Ciekawe jest to, że choć powstał ponad 40 milionów lat temu, nadal zachodzą w nim procesy twardnienia, dlatego też posiadany przez nas bursztyn z czasem może ściemnieć i nabrać wyrazistego koloru.
Istnieje również wiele legend na temat powstania bursztynu. Jedną z najbardziej znanych jest legenda o Juracie.
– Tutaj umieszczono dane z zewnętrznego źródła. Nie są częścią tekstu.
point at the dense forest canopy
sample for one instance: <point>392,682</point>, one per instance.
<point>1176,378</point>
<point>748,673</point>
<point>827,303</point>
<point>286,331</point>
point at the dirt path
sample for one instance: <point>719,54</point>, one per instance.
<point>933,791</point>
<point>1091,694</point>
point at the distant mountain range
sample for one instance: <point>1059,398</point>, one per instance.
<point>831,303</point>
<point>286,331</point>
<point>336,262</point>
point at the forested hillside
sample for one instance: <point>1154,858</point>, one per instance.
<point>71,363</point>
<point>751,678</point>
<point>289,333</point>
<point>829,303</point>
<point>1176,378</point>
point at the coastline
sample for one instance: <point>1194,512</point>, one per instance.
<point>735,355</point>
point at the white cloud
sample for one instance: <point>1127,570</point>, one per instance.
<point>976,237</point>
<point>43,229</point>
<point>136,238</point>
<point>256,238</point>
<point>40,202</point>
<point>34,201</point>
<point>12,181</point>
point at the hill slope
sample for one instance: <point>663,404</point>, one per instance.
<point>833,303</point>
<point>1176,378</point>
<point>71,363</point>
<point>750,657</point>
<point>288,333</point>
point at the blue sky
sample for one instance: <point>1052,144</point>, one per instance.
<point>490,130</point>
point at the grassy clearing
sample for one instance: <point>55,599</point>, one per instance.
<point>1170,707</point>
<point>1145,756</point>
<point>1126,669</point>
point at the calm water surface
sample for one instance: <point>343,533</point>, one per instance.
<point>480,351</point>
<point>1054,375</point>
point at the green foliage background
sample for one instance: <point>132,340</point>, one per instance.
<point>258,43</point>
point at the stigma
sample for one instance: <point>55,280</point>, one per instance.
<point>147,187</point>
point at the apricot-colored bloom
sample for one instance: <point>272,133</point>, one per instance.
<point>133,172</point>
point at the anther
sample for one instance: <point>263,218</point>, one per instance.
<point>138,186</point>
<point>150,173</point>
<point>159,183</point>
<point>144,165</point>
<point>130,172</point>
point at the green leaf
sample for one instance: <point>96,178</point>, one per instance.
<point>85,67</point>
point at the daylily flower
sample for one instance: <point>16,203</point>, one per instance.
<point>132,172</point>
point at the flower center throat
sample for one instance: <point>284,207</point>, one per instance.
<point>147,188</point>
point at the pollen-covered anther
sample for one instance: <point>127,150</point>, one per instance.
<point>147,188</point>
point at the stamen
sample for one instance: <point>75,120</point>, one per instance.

Dawno temu, na dnie Morza Bałtyckiego, wznosił się bursztynowy pałac. Mieszkała w nim Jurata (królowa Morza Bałtyckiego). Była władczynią wszystkich morskich stworzeń. Swoich podwodnych podwładnych otaczała miłością i troską. Jurata była dobra nie tylko dla stworzeń morskich, ale również dla ludzi. Szczególnie przychylna była rybakom, którym pozwalała łowić ryby żyjące w Bałtyku. Dobroć Juraty dla rybaków zakończyła się z chwilą, gdy dowiedziała się, że młody rybak codziennie zarzuca sieci i łowi ogromne ilości ryby. Królowa postanowiła ukarać rybak. Nakazała rusałkom oczarować rybaka swym śpiewem, zwabić go na głęboką wodę, a następnie utopić. Jednak plan Juraty zmienił się, gdy ujrzała młodego rybaka. Królowa zakochała się od pierwszego wejrzenia. Zakochani spotykali się każdego wieczoru nad brzegiem morza, niestety ich szczęście nie trwało długo. Zazdrosny o piękną Juratę, władca piorunów Perkun rozbił piorunem bursztynowy zamek i zabił królową. Zemsta dosięgła również rybaka, który został przykuty łańcuchami do podmorskiej skały. Mówi się, że gdy na Bałtyku szaleje sztorm to wiatr niesie ku lądowi jęki rybaka, a fale wyrzucają na brzeg kawałki bursztynu (szczątki pałacu Juraty).